L’Observatoire de la Sécurité des moyens de paiements, présidé par la Banque de France, estime que près de la moitié (48 %) des virements frauduleux viennent aujourd’hui de l’usurpation de l’identité d’un fournisseur en réclamant le règlement d’une facture fictive ou de ce qu’on appelle "la fraude au président". Quand on contacte un salarié en se faisant passer pour un dirigeant de son entreprise afin de lui donner l’ordre d’effectuer un paiement.

Ces scénarios d’escroquerie sont généralement documentés par les informations que l’on trouve en libre accès sur les sites Internet des entreprises et les réseaux sociaux. On parle d’ailleurs d’ingénierie sociale pour désigner cette collecte d’informations qui s’avéreront décisives pour crédibiliser le discours du voleur.

Généralement les banques estiment qu’il revient à l’entreprise de mettre en place ses propres protocoles de vérification pour s’assurer de l’identité des bénéficiaires de ses envois d’argent.

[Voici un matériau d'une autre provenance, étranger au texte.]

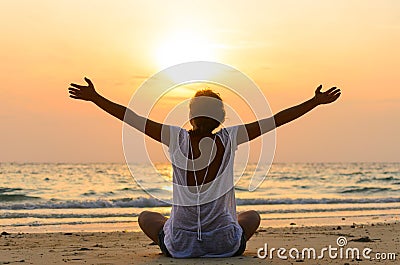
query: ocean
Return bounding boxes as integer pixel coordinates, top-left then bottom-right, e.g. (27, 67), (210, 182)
(0, 163), (400, 232)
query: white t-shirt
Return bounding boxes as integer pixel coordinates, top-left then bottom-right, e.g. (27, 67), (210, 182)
(163, 126), (243, 258)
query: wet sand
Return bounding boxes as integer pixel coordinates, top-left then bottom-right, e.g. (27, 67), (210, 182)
(0, 222), (400, 265)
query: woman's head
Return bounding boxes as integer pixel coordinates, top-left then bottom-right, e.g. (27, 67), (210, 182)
(189, 89), (225, 133)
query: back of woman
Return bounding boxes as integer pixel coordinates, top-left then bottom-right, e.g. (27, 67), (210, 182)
(163, 126), (243, 258)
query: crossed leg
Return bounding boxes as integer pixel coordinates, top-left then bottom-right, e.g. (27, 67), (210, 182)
(138, 211), (168, 245)
(238, 210), (261, 241)
(138, 210), (261, 244)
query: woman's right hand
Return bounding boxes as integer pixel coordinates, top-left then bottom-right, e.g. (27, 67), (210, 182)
(68, 77), (98, 101)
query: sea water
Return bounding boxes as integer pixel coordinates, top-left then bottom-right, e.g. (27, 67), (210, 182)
(0, 163), (400, 232)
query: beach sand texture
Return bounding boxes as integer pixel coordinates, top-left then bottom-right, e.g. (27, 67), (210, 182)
(0, 222), (400, 265)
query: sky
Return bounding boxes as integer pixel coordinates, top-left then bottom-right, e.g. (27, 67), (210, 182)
(0, 0), (400, 163)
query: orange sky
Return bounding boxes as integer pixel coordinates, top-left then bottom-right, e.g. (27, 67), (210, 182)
(0, 0), (400, 162)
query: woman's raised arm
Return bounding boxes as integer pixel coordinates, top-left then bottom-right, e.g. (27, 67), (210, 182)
(237, 85), (341, 144)
(68, 77), (170, 145)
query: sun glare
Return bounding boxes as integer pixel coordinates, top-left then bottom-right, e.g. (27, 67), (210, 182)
(155, 31), (215, 68)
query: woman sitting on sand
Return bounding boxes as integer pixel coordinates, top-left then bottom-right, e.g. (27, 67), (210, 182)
(69, 78), (340, 258)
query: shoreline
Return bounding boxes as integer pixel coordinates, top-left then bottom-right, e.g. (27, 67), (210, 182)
(0, 221), (400, 264)
(0, 210), (400, 233)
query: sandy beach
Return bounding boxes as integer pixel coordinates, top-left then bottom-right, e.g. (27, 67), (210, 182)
(0, 222), (400, 265)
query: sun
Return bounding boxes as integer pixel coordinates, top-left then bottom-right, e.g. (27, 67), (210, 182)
(155, 31), (215, 69)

Une approche que la Cour de Cassation, la plus haute juridiction de l’ordre judiciaire français, tend à relativiser.

Ainsi dans un arrêt rendu par la Chambre commerciale, financière et économique du 2 octobre 2024, ces magistrats ont considéré que la banque avait manqué à son obligation de vigilance et l’a condamnée à restituer les sommes versées.

Une obligation de vigilance de la part de la banque

Ici, la comptable d’une société avait fait réaliser des virements d’un montant de 2,1 millions d’euros au profit d’une entité située à Hong Kong.

Elle avait demandé ces paiements en exécution d’instructions reçues par courriels par un escroc qui avait usurpé l’identité de son employeur. A posteriori, la banque a invoqué son obligation de non-ingérence dans les affaires de son client. En clair, chacun est bien libre de disposer de son argent à sa guise. Mais les magistrats ont considéré au contraire que le banquier avait manqué à son devoir de vigilance.

Dès lors que depuis longtemps, l’entreprise n’effectuait quasiment jamais de virement de plus de 100.000 euros - hormis à sa maison mère, qu’elle n’entretenait aucune relation commerciale en Asie et n’avait jamais eu d’échanges financiers préalables avec les deux sociétés destinataires des fonds.

Des vérifications auprès du dirigeant

Vérifier auprès du dirigeant la validité et la matérialité de ces opérations, au regard du caractère extraordinaire des montants et des circonstances de ces transactions. Un luxe de précaution qui se justifie par les moyens de fraude informationnelle, désormais mis en œuvre par les pirates pour leurrer leurs interlocuteurs dans les entreprises.

Des mécanismes qui plaident pour un déploiement de messages pédagogiques au sein des entreprises, avec une mise en forme des processus internes de validation. Et des procédures à respecter en cas de sollicitations inhabituelles, afin de ne pas céder à l’improvisation ou à la panique en cas de demandes subites.

La plateforme Cybermalveillance.gouv.fr précise les démarches à effectuer si on est victime d'une fraude au faux ordre de virement.